Today’s sermon for the Feast of the Transfiguration is available on the Saint Paul’s website, or you can read on.
I had the privilege of seeing two people transfigured on Saturday. Like the disciples who were weighed down with sleep, however, I almost missed it. Saturday was the Service of Ordination for Mary Alice Mathison to the priesthood. There were no children in our house on Friday evening, but for some unknown reason, my brain went into hyperdrive at 5:45am. What should have been a nice leisurely morning turned into a rush when I realized that despite waking up way too early, I had wasted two and a half hours watching Sportscenter and drinking coffee. I took everything I had to get into the shower at 8:30, when I all wanted to do was continue being a waste of space on the couch, but I did it, and I arrived in Daphne in plenty of time for the service.
As ordinations go, it was a good one: filled with beautiful music and a quality sermon. This particular service was made special at two particular moments. The first was during the holy huddle. You may or may not know this, but at the ordination of a priest, as a symbol of the collegiality of the priesthood, all the presbyters in attendance are invited to join with the bishop in the laying on of hands at the consecration of the new priest. All of us who were vested made our way forward at the appointed time, and we were joined by one of our brothers who was not wearing the funny dress. Sitting in the back row at Saint Paul’s in Daphne was the Rev. Canon Maurice Branscomb. Thack Dyson had sought him out and made sure he had a spot right next to Mary Alice during the prayer of consecration. I had the joy of standing next to Father B., and got to see his face as he thanked Thack for bringing him forward. He was transfigured: radiating joy like beams of sunlight.

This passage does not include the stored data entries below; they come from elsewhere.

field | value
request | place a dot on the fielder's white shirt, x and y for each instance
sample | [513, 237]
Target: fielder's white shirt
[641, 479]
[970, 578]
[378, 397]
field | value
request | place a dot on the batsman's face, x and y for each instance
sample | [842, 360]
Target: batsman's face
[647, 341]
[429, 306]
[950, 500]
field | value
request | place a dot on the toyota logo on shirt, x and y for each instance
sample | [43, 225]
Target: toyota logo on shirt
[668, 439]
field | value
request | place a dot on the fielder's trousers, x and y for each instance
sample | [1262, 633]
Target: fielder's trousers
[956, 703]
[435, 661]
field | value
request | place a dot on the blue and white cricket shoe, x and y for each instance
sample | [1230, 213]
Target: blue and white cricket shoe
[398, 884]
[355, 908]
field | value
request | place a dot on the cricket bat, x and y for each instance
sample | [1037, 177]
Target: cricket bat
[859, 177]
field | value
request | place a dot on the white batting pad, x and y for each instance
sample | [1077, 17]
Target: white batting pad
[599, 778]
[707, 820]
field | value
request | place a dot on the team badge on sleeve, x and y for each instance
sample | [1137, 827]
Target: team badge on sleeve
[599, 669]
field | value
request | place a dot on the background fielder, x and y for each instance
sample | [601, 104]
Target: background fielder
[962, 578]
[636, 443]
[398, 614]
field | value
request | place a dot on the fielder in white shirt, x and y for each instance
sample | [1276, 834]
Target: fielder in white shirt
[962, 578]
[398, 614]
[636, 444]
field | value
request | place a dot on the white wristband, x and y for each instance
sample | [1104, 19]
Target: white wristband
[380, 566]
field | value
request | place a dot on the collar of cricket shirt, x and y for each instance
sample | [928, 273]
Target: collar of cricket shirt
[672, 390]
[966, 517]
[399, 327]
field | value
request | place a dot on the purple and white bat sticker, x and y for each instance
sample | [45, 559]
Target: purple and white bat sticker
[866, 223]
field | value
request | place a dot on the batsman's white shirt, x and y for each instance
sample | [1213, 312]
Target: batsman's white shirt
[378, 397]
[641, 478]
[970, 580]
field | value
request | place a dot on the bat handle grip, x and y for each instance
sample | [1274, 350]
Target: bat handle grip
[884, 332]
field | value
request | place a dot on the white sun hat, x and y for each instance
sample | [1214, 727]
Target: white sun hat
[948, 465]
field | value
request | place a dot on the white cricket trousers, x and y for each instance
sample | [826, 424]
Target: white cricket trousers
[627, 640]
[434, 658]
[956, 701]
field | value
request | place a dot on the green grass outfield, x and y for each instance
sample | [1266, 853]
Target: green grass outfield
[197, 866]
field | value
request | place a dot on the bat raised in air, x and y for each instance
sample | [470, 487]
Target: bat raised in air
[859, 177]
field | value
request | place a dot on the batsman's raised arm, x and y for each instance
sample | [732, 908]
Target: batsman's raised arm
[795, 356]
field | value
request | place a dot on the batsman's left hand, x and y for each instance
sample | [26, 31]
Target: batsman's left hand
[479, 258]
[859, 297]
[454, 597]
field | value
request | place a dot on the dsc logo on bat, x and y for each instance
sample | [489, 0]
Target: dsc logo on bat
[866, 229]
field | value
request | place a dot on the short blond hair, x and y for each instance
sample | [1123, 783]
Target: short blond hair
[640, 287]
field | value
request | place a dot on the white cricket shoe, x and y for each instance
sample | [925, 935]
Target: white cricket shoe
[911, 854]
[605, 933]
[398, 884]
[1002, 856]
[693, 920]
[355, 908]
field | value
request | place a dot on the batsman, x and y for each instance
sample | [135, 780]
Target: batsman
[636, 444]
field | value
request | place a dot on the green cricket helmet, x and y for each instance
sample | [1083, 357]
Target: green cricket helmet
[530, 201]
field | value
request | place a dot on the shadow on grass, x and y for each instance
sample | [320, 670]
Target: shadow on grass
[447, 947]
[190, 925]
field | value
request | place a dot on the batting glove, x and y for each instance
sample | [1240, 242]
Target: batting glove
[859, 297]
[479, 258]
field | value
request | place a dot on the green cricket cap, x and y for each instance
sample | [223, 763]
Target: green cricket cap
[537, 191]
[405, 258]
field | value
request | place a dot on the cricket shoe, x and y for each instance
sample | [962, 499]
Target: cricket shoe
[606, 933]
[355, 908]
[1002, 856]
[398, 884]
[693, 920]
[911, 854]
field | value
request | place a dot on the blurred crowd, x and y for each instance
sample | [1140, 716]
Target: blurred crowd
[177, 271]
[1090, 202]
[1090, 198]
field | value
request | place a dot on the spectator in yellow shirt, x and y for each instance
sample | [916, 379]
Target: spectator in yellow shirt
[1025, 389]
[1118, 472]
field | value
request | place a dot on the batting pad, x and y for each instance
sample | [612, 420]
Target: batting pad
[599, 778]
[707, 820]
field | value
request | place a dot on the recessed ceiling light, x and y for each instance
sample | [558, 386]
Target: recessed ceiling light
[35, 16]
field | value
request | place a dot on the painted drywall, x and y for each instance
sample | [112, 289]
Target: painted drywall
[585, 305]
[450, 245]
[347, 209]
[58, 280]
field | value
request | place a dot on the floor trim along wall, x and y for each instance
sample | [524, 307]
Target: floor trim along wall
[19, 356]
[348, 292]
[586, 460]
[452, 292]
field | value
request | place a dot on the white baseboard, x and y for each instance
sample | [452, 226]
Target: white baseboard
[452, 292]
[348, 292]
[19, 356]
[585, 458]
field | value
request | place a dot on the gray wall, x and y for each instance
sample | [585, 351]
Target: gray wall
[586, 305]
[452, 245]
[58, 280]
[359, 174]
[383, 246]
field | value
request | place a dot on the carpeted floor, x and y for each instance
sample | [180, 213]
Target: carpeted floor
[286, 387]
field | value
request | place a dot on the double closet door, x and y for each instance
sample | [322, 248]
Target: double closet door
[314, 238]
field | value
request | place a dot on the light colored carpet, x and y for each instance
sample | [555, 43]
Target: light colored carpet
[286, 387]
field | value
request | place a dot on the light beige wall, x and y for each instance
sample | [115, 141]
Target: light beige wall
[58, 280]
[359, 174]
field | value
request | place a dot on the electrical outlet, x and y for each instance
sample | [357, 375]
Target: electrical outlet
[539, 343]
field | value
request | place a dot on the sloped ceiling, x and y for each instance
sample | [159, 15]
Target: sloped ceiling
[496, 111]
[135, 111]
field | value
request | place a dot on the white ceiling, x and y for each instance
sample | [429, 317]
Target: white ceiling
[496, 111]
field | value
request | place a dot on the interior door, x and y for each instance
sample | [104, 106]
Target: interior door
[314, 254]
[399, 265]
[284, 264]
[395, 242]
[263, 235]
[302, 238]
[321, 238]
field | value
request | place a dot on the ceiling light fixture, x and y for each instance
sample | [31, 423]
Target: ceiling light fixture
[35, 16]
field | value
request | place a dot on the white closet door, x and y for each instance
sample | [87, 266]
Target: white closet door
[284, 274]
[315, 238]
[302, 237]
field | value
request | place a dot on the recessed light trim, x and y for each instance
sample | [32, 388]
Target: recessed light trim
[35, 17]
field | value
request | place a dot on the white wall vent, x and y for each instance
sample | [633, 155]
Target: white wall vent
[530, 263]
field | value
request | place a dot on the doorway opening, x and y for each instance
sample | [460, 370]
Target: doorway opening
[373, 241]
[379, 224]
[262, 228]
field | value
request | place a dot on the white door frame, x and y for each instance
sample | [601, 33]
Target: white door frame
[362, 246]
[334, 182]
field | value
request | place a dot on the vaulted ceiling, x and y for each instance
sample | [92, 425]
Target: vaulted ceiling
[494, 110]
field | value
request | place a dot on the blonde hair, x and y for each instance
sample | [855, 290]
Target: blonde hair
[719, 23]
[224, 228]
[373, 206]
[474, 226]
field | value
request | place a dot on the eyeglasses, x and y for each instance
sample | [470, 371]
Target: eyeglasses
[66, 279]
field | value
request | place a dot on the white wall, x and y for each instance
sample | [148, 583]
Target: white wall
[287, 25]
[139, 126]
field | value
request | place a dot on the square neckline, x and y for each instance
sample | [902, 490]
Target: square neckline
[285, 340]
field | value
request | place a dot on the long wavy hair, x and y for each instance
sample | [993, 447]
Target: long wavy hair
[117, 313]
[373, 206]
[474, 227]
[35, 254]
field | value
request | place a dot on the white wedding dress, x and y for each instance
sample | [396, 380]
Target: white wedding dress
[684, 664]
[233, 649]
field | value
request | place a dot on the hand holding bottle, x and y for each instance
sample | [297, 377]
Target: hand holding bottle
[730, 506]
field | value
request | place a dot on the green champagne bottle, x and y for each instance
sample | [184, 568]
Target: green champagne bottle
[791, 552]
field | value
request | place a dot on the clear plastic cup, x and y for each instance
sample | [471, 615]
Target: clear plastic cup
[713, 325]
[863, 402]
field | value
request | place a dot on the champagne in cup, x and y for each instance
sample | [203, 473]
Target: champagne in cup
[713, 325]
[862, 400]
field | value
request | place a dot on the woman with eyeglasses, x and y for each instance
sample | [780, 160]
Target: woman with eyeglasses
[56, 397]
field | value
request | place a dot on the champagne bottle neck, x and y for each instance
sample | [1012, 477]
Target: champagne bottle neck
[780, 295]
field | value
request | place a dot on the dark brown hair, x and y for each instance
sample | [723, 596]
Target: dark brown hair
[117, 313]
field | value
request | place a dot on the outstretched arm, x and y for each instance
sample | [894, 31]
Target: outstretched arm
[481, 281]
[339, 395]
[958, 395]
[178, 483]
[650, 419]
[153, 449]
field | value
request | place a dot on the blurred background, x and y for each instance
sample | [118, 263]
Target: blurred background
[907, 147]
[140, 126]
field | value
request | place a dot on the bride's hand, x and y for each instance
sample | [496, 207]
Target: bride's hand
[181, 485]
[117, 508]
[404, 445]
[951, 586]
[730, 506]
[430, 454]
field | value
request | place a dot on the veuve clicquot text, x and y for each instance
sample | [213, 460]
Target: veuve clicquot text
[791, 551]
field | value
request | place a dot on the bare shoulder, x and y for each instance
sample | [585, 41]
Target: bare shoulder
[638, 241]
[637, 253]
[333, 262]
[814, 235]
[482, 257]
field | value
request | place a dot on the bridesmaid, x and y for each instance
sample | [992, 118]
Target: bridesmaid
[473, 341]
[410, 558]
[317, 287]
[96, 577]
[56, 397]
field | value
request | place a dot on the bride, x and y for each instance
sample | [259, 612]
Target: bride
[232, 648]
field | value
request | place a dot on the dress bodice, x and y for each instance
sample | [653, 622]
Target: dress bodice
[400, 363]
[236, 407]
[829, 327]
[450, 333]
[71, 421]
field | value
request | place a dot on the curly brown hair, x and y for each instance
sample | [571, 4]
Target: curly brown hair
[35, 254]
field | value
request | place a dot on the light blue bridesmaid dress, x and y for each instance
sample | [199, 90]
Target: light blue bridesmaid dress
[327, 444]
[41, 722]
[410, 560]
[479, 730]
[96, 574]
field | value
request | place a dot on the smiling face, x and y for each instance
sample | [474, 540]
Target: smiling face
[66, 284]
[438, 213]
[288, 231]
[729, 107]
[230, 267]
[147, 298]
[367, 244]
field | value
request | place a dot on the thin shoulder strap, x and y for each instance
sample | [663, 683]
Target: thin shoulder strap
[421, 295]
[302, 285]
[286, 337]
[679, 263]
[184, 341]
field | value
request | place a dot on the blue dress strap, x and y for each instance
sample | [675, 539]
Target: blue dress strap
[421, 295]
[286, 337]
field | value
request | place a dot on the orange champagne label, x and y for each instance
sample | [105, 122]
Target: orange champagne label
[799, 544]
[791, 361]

The second moment came during the distribution of communion. Saint Paul’s Daphne is set up sort of in the round, with pews on three sides of the sanctuary. The clergy were seated on the south side of the altar and I had managed a front row seat. After some confusion, we were finally communed and I made my way back to my seat to watch the ballet that is communing a church full of people that don’t necessarily know the customs of the parish. While distracted by watching people dance around each other while trying to find a place at the altar, I felt a nudge from the elbow of Thomas Heard who was sitting beside me. “Look at that face,” he said. I looked up and saw Mary Alice, dressed in the red festal robes of ordination and she was transfigured: radiating joy like beams of sunlight as she shared the body of Christ with friends, family, and the occasional stranger.
Transfiguration is a beautiful sight. It is so beautiful that you really never want to see it end. Peter didn’t, he wanted to build tabernacles and just stay there on that mountain top forever. I would have been content to spend all day watching Father B and Mary Alice beam with the presence of the Holy Spirit. Of course, we don’t get to just sit and bask in the glory of God all the time. Life goes on. Jesus had a job to do, he had been told so by Elijah and Moses. It was time to begin a new exodus, this time to rescue the whole world from enslavement to sin and death. Just as quickly as the moment came, it was over. From the dazzling white of Jesus’ clothing to the terrifying darkness of the cloud that overshadowed them, Peter, James and John had seen the face of God, heard the voice of God, and now went down the mountain to join with the Messiah in doing the work of God.
In those moments when life got tough: when they couldn’t find a place to sleep; when there wasn’t enough food to eat; when the Pharisees were breathing down their necks; when it seemed like all hope was lost – the three chosen disciples could recall the beauty of the Transfiguration, and remember the words of God, “This is my Son, my Chosen; listen to him!” Amen.